OT: Apple's New xServe - 1U Rackmount Server/off topic

Eric D. yellowdog-general@lists.terrasoftsolutions.com
Thu May 16 14:07:01 2002


on 16/5/02 12:27, Robert Brandtjen at rob@prometheusmedia.com wrote:

> Of course we do, there are no shortages of these "resources" - if you studied
> economic histories, you would know that these same ideas were put forth
> during the great Potato famines of Ireland - then to justify NOT stepping to
> help the Irish - the idea was then, as you are indicating, that world simply
> didn't have the resources to feed that "many" people. It was hogwash then and
> it is now. My God, the US government pays farmers billions NOT to plant food.

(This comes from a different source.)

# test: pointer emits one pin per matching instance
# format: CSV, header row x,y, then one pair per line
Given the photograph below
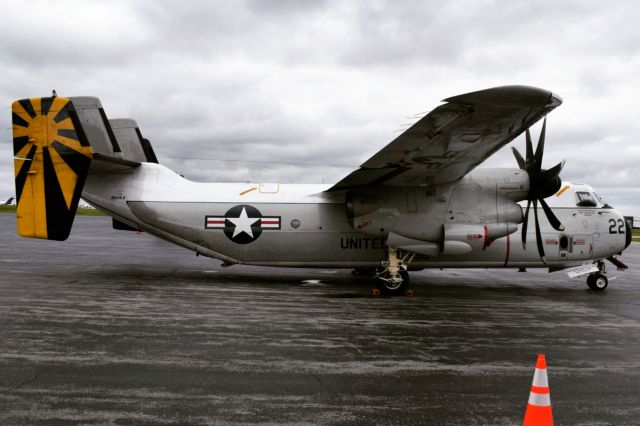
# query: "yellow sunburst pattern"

& Ironically the US (& European (& from what I gather, to a lesser extent
Canadian)) gov't also pays farmers billions to plant crops, thereby helping
keep the third world poor (by keeping prices unnaturally low).

The potato famine in Ireland was as much a political issue as it was
agricultural. They were exporting food while local people were starving.

(much like the 3rd world today -- cash crops are great for int'l
conglomerates since bananas (& poppies ;) sell well in the developed nations
(+ you get trade wars b/t European & US producers of bananas (& probably b/t
Afghani and Brazilian poppy producers ;)) but they do very little to feed
people in the producing countries. Profits are siphoned back to Europe + US
+ Japan (& a few other smaller financiers) but the locals don't have any
local food supply to eat (bananas are nutritionally about as bad as it
gets)).

Food isn't as much of a limiting factor as is everything else relating to
human activity -- food & land consumption (*luxury* meat consumption (#1
external factor in S American deforestation is McDonalds & co.)), oil & gas
consumption (& CO2 production). We already are seeing the results of global
climate change & yet people still fail to see the "public good" of the
atmosphere (as a sink) as a *finite* resource.

Oh well, I'll be dead in 70 or 80 years so I won't be dramatically affected
but my kids & future generations will.

on 16/5/02 12:27, Robert Brandtjen at rob@prometheusmedia.com wrote:

> If these countries become "developed" they will stop doing things like hating
> everyone who is wealthier then they are, they will, for instance, stop
> cutting down the rain forests to provide more poorly managed farm land, and,
> heaven help us, stop using the trees for fuel for their fledgling steel
> mills. Trees are very poor fuel source as the west learned long ago. They
> will also stop having 10 to 15 children each, as happened in the West, when

There's that too. Problems aren't simple nor are the solutions.